Peut-être me faudra-t-il lire d'autres livres.
— Pourquoi
donc? Pour savoir ce que dit un livre vous devez en lire d'autres ?
— Parfois,
oui. Souvent les livres parlent d'autres livres. Souvent un livre
inoffensif est comme une graine, qui fleurira dans un livre dangereux, ou
inversement, c'est le fruit doux d'une racine amère. Ne pourrais-tu
pas, en lisant Albert, savoir ce qu'aurait pu dire Thomas?
Ou en lisant Thomas, savoir ce qu'avait dit Averroès ?
— C'est vrai », dis-je plein
d'admiration. Jusqu'alors j'avais pensé que
chaque livre parlait des choses, humaines
ou divines, qui se trouvent hors des livres. Or je m'apercevais qu'il n'est pas rare que les livres parlent de livres, autrement dit qu'ils parlent
entre eux. A la lumière de cette
réflexion, la bibliothèque m'apparut encore plus inquiétante. Elle était donc
le lieu d'un long et séculaire
murmure, d'un dialogue imperceptible entre parchemin et parchemin, une chose
vivante, un réceptacle de puissances qu'un esprit humain ne pouvait dominer, trésor de secrets émanés de tant d'esprits, et survivant après la mort de
ceux qui les avaient produits, ou
s'en étaient fait les messagers.
(Le Nom de la Rose).
Il n'en va pas autrement dans le film noir.
Reflet de la réalité, le "film noir" est aussi le reflet de la fiction par la réalité - le nombre de tableaux et de miroirs qui jalonnent son histoire le prouve assez.
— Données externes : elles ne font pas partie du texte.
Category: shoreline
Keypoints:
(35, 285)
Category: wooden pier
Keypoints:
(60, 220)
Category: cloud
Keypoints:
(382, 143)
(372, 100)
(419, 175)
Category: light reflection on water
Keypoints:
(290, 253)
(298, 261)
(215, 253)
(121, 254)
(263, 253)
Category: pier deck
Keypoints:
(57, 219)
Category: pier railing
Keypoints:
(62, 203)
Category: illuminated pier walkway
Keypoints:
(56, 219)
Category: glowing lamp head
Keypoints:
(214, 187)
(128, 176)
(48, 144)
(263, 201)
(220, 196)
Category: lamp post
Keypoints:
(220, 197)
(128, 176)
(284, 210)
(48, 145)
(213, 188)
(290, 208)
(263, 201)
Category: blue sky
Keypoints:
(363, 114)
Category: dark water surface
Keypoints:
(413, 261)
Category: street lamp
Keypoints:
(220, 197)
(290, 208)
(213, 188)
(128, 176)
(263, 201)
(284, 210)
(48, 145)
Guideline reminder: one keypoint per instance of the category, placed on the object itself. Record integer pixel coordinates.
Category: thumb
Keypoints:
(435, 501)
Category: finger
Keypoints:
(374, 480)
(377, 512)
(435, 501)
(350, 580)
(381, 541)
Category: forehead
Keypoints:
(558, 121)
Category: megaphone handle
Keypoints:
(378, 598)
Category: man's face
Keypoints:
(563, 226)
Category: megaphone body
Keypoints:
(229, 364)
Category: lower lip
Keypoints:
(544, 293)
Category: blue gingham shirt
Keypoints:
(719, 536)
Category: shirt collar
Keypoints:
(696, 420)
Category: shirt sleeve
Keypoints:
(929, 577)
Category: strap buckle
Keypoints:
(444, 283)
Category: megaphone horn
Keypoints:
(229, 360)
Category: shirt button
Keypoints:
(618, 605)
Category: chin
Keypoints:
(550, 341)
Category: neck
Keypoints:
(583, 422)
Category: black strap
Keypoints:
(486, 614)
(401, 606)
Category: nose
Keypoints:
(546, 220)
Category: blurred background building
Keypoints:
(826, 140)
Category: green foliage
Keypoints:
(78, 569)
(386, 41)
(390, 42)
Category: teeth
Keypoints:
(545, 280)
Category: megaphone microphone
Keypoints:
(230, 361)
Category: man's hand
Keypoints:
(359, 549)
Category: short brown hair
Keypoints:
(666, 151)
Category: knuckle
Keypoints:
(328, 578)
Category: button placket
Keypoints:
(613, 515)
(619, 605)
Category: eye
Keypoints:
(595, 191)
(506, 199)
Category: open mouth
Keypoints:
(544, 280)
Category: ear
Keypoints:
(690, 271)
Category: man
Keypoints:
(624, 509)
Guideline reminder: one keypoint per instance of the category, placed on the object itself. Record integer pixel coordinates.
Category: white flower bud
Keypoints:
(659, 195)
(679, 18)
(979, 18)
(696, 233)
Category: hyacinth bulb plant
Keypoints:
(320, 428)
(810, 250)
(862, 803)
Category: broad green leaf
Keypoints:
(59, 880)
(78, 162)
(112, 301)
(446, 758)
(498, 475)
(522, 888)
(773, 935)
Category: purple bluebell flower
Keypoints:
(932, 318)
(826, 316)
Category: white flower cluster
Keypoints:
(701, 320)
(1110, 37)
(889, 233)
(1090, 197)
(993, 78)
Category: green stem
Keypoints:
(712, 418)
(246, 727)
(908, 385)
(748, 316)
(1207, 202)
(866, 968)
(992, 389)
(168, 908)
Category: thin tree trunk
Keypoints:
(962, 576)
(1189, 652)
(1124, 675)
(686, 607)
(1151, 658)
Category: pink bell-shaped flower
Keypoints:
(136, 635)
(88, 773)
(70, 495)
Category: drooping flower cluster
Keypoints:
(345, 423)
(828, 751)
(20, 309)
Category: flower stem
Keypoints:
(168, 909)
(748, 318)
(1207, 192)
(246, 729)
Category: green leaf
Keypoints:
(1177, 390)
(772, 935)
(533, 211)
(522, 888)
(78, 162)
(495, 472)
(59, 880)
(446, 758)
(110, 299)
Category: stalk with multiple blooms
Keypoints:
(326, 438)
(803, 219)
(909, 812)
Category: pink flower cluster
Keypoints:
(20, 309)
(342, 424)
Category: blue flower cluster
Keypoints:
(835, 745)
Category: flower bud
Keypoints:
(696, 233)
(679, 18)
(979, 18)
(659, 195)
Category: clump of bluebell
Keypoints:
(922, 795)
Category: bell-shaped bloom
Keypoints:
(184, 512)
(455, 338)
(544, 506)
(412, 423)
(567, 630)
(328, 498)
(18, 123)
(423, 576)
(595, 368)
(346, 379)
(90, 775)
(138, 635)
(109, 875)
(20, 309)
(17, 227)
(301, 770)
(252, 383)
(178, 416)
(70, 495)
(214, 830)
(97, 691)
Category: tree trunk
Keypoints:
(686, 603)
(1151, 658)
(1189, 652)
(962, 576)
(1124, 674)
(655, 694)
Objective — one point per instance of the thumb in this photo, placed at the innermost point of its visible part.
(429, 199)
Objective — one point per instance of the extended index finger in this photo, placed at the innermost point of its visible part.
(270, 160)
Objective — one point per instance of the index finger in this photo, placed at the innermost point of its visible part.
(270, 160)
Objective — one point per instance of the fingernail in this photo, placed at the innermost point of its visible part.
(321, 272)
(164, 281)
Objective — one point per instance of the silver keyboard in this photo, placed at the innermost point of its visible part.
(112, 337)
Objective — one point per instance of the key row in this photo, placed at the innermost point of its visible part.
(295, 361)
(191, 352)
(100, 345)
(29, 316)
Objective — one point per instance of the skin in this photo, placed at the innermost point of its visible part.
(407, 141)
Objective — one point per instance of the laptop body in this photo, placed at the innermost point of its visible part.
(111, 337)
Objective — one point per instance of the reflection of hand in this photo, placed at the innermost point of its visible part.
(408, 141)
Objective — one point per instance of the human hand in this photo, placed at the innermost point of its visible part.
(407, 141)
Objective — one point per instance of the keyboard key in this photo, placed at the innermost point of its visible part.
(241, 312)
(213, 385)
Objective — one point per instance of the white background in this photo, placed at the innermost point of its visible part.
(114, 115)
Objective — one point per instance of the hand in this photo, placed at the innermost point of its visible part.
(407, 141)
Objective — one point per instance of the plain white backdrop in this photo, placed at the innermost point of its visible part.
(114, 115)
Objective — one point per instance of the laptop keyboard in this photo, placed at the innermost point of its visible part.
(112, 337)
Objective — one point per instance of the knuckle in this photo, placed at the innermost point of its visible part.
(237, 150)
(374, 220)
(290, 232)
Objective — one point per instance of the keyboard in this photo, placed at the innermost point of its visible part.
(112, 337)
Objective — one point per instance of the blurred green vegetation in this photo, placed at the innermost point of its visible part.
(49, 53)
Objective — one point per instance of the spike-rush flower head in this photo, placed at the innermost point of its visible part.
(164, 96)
Leigh Brackett déclarait à propos de Raymond Chandler : "Ses personnages ne sont ps vrais. Ce sont des personnages de cinéma. Vous savez où Ray a pris la plupart de ses personnages. Il est allé au cinéma dans les années vingt." Portrait de l'Amérique ou portrait de l'Amérique se regardant elle-même, le "film noir" est, au même titre que le western, le genre où la fiction devient soudain réalité.